I agree in terms to how it's mostly used. I think PowerPoint can be PowerFul when it's used as a visual tool to explain things that need complex diagrams.

However those situations aren't that common. And even when they occur the person making the ppt might not have the skill to design it properly, it needs some graphical design chops and ppt is a pretty poor graphical tool with a ton of nasty quirks.

But how I see it mostly used is for endless rows of standard template slides full of text. This is where the term death by PowerPoint comes from.

It's wild to me that the use of PP and being prepared are held up as antithetical. I don't see how the practices at Amazon aren't in service of the real problem with meetings: they're too often used for information transfer vs. problem solving. You can't expect people to have anything of value to say when you do the "big reveal" (often via the PP wall of text) and then immediately ask them to solution. I see this ALL THE TIME, including a recent meeting at work where the findings of a consultant - including this fact - were shown to everyone for the first time before we immediately jumped into a brainstorming session.

Saying "no PP" is the same as saying no to whiteboards, or taking notes or sync meetings, or any tool/process that can be mis-used. I went to business school so essentially have a Bachelor of PowerPoint degree, and one of the few-I-mean-great truths it left me was the hard work to make a good presentation; it's a different medium that most just phone-in with some quick copy & paste. I believe the process at Amazon is addressing the fact that everyone is very busy, and if they just start the meeting it's low-quality "advice-style" contributions, so it's better to eat the cost of waiting for everyone to read. This itself feels like a leadership trick that's actually for the executives who are too busy to consume everything async, but it seems better than the alternative for Amazon. I imagine it too is gamed, with people preparing before hand, then pretending to see memos for the first time yet having amazing, well-tought-out strategies ready to propose.

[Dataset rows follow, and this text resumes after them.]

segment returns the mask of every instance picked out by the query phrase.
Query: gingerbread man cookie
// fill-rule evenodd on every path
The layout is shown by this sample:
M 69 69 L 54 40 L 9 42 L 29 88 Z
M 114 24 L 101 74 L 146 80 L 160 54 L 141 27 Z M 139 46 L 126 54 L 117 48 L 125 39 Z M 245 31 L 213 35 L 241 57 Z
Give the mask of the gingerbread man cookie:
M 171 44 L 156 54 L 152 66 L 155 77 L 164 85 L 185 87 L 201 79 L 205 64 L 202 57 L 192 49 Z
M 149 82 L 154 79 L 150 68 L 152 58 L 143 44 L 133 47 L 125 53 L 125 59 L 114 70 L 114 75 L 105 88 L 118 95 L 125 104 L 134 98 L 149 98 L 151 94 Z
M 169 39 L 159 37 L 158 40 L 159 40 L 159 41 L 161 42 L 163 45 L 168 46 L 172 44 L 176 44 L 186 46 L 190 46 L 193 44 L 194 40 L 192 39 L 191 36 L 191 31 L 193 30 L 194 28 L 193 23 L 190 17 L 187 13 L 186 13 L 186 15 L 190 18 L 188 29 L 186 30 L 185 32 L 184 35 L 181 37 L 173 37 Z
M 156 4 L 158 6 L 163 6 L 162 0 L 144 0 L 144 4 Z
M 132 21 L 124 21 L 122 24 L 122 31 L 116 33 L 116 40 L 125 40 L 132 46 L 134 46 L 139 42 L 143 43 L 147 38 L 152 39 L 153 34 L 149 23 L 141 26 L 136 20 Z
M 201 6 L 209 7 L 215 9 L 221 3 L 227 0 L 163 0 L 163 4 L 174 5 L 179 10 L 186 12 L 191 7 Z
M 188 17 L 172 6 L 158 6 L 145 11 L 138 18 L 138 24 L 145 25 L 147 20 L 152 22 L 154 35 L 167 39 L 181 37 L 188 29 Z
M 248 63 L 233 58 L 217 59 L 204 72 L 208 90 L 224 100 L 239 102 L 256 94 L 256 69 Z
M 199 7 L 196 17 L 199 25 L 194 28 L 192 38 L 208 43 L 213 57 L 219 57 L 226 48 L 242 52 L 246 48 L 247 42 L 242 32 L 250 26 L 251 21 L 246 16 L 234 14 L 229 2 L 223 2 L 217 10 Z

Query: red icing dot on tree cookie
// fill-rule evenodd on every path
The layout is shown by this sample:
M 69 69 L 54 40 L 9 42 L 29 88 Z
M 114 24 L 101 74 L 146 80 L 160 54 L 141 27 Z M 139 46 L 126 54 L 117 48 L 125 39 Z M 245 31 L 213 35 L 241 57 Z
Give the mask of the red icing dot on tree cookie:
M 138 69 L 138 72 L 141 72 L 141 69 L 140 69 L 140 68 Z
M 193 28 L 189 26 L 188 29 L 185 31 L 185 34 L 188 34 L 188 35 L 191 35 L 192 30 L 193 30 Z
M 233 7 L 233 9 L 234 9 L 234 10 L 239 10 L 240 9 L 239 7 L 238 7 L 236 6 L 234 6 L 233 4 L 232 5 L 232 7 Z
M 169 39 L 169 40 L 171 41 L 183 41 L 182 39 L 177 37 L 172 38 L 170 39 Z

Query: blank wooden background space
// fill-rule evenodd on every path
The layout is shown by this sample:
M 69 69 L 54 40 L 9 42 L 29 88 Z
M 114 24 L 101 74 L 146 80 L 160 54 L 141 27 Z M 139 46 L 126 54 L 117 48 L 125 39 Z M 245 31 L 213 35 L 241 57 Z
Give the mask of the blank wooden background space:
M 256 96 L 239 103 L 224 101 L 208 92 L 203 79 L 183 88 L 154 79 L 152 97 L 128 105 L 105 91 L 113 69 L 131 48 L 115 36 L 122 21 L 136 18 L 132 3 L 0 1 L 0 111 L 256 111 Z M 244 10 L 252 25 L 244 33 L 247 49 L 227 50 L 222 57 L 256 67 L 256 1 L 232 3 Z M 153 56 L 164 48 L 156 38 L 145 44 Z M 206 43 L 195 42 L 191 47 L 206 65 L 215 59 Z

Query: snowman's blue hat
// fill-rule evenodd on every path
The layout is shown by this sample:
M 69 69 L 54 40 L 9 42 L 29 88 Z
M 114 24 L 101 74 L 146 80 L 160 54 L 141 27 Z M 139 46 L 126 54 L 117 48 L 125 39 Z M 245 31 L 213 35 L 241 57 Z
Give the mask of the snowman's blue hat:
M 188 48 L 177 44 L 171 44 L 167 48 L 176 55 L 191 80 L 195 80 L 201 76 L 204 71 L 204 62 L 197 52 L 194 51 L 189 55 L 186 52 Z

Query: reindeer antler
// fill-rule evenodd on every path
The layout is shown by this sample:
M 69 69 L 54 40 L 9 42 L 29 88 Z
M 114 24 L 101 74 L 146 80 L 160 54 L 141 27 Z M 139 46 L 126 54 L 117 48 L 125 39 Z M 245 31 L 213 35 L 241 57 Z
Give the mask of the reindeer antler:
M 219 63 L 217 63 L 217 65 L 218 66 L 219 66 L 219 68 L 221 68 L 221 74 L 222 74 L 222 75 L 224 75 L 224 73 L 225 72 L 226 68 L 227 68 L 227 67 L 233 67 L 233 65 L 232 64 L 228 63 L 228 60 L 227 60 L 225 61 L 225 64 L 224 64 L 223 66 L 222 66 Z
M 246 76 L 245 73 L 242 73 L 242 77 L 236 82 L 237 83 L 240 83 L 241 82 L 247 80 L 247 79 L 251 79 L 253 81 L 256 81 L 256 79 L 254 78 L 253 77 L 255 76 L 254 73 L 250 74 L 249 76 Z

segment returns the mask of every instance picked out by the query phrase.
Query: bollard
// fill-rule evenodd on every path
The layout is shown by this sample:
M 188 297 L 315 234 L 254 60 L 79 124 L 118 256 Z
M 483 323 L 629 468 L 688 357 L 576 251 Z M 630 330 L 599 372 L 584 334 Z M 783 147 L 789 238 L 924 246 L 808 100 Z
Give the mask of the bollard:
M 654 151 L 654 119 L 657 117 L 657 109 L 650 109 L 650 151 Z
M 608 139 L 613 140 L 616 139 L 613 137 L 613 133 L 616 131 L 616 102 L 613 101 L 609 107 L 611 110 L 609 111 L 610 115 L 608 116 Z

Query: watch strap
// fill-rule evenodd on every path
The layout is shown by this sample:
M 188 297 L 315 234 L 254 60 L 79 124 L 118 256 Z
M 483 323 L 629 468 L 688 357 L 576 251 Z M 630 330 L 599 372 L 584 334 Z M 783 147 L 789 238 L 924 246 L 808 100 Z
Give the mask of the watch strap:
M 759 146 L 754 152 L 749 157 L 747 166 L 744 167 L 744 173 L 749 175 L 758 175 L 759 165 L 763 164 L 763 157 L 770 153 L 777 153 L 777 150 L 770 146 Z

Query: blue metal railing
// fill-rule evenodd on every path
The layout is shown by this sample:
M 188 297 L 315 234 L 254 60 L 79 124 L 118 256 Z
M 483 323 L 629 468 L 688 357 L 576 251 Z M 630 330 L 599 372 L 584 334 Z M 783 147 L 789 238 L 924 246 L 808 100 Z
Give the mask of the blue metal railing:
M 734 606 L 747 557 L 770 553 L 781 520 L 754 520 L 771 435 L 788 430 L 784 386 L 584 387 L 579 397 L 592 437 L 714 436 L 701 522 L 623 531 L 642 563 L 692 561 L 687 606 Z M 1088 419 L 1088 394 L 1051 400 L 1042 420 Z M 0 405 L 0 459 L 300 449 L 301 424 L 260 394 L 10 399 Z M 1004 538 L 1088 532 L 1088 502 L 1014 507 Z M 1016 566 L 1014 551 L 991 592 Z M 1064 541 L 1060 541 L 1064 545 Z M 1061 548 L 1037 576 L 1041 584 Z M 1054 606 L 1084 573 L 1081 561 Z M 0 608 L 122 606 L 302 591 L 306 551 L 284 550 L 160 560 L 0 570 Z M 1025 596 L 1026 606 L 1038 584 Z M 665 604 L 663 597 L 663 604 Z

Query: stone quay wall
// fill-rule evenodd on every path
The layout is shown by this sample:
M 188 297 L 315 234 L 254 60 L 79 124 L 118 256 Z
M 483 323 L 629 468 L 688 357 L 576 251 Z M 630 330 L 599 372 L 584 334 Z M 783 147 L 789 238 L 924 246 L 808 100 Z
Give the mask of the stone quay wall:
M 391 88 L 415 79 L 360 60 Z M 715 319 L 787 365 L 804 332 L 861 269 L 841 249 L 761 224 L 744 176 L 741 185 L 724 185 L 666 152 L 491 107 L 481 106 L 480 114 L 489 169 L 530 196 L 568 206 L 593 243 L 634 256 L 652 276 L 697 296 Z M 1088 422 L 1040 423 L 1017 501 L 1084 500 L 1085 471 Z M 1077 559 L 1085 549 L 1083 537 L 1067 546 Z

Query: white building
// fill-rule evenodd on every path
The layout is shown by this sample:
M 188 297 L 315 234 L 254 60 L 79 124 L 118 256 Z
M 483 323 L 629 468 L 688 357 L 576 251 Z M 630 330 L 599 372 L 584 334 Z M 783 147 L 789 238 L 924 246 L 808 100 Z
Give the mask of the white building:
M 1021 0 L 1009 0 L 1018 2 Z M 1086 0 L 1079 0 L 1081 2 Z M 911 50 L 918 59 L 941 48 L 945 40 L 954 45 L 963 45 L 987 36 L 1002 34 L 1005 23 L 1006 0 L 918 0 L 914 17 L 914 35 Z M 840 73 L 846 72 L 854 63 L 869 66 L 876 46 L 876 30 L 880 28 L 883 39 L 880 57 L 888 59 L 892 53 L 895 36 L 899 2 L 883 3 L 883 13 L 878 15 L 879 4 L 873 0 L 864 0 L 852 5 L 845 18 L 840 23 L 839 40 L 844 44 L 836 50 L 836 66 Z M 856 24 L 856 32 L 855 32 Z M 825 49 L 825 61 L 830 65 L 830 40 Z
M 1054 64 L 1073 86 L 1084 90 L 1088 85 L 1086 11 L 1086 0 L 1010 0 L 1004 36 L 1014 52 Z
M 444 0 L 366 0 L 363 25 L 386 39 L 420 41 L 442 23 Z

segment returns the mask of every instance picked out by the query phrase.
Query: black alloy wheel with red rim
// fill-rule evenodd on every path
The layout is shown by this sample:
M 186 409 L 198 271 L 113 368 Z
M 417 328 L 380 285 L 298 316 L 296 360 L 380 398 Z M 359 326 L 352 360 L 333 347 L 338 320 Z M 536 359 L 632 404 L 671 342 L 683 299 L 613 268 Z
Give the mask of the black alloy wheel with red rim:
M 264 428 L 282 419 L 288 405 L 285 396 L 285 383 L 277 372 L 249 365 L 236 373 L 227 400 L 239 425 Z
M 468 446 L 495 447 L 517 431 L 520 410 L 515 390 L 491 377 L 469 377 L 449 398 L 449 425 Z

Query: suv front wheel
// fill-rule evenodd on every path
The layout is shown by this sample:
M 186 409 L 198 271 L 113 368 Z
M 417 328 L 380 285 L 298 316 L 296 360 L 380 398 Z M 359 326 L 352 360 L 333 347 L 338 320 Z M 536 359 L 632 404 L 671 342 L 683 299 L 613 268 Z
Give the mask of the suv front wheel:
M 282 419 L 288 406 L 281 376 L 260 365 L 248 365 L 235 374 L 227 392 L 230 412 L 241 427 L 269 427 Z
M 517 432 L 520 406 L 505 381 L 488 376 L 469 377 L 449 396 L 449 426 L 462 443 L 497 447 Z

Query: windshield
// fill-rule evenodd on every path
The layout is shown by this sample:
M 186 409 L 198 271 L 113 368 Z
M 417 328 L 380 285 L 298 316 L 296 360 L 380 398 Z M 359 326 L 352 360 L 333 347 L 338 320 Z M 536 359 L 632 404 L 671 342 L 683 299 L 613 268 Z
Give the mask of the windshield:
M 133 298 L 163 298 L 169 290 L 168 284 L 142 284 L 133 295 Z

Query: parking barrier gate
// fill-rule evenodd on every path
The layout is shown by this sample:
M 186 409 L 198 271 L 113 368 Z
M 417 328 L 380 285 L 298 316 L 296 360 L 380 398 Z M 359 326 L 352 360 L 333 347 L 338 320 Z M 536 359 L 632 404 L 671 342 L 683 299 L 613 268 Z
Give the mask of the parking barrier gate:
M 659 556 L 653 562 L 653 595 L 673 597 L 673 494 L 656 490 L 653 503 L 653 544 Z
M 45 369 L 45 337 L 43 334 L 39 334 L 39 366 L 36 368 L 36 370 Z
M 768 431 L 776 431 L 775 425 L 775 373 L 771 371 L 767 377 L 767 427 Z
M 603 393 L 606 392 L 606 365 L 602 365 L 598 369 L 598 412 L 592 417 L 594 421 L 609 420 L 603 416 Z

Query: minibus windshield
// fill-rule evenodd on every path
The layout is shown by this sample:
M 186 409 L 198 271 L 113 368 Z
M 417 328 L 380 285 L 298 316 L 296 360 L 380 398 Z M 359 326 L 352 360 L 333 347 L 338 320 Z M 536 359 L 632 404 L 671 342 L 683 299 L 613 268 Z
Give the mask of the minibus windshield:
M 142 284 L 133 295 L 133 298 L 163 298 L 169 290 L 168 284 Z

This doesn't sound like anything new, see Edward Tufte on the Columbia disaster and the role powerpoint played there.
Amazon were making so much money that all non executive employees could not make a mistake that could not be trivially corrected.

Every meeting decision point was either correct or a rounding error cost and quick firing for incompetence.

It’s why ex-Amazon is the 2x resume line to look for even now.